C’est désormais une tradition annuelle (initiée l’année dernière…) : passer en revue les films “bourgeois gaze” de l’année passée, c’est-à-dire montrer comment un certain cinéma nous impose les lunettes déformantes de son milieu, celui de la bourgeoisie. Le monde du cinéma continue en toute quiétude à s’autoriser le nombrilisme social et l’auto-contemplation, avec la complaisance de la critique. Et lorsqu’il ne parle pas de son milieu social mais de celui des autres, les dégâts ne sont pas moins grands… Bilan de l’année, par Rob Grams.
Paris est à eux
On le sait, on l’avait dit, les bourgeois ne jurent que par Paris. Il faut dire qu’elle est, en France, mais même dans une certaine mesure à l’échelle mondiale en raison de son association au luxe et à la haute gastronomie, une de leur capitale. Et si tout le monde déteste les parisiens, c’est parce qu’en réalité, peut-être sans le savoir, tout le monde déteste les bourgeois.
Ils passent donc leurs journées à parler de ce Paris romantisé, ce Paris perdu, ce Paris “magnifique”. Mais de Paris on ne voit que les rues de cartes postales, la vie sentimentale névrotique de nos amis bourgeois qui s’ennuient et s’épanchent autant que possible. On ne verra pas la vie des ouvriers des chantiers qui pullulent, des travailleuses de banlieue, des vendeurs à la sauvette autour des coins touristiques, des livreurs Deliveroo, des prostituées du quartier chinois, on ne verra pas les quartiers “moches” de Paris, en réalité nombreux, mais dans lesquels nos bourgeois ne foutent jamais les pieds (mépriser certains arrondissements est un sport national parisien) – et si on filme les grosses tours du XIIIe, comme dans Les Olympiades de Jacques Audiard, ce sera dans le noir et blanc imposé du film d’auteur péteux et pour y parler de trouple libertin, sûrement pas pour s’intéresser à la communauté chinoise.
Adieu Paris et Édouard Baer nous proposent donc comme programme de “déjeuner avec des légendes de la vie parisienne”. Je sens déjà votre angoisse monter : vous avez raison. Café de Flore, immenses apparts haussmanniens, “gros gueuletons”, humour “gaulois”, bande de vieux mecs blancs pétés de thunes et mal sapés qui gueulent fort dans une brasserie sans âme… rien ne nous sera épargné. Rien.

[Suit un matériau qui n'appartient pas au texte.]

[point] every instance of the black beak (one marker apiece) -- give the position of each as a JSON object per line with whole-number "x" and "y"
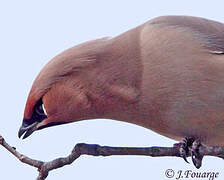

Pas même cette scène sortie tout droit des fantasmes de quinquas libidineux où une pauvre serveuse dira d’un des poivrots, l’air lascif, “moi je le trouve encore très séduisant”. Scène qui semble nous dire, à nous les “wokes”, à quel point nous nous trompons quand nous nous imaginons que les travailleuses de la restauration seraient gênées par le fait de se faire harceler sexuellement par des gros porcs de clients. Eh oui, comment des jeunes femmes de 25 ans payées au SMIC ne seraient pas immédiatement séduites par des riches bedonnants et “bons vivants” ? Ne serait-ce pas la base de “la drague à la française” ? Mais bon, on comprend bien du titre et du discours que c’est ce Paris-là qui serait en train de disparaître… Et nous de penser : “si seulement”. Ce Paris qui n’en finit pas de crever continue finalement de se porter plutôt bien.
De quoi parler quand on est un bourgeois qui fait du cinéma ? De bourgeois qui font du cinéma
C’est le sujet de The Souvenir (Joanna Hogg, 2019), film en deux parties (et donc de près de quatre heures, pourquoi se priver quand on est génial hein) dont je recopie le synopsis du premier volet ici : “Julie, une jeune étudiante en cinéma qui se cherche encore, rencontre Anthony, un dandy aussi charismatique que mystérieux. Prise sous le charme de cet homme plus âgé, elle se lance aveuglément dans ce qui s’avère être sa première véritable histoire d’amour. Malgré les mises en garde de son entourage, Julie s’enferme peu à peu dans une relation toxique, qui pourrait bien menacer son avenir.”
Qu’est-ce qui pourrait mal se passer, hein ?
Tout y est : le piano lancinant-élégant, les voix flegmatiques en fumant négligemment des cigarettes, la crainte existentielle des personnages d’être “normaux” (quelle horreur), la culpabilité des bourgeois d’être des privilégiés et leur envie de faire du tourisme social (se forger une “conscience politique” et une posture indignée faisant en réalité partie des critères d’inclusion au sein de la bourgeoisie culturelle), les meilleurs amis gays-philosophes (toujours à deux doigts de dire “mais enfin ma chérie!” en recrachant une bouffée de fumée), les grandes phrases qui ne veulent rien dire pour toujours éviter d’envisager le couple dans sa matérialité concrète… Autant dire qu’on ne vous conseille pas de faire un bingo jeu d’alcool, vous risqueriez de finir aussi bourrés que la bande d’Adieu Paris.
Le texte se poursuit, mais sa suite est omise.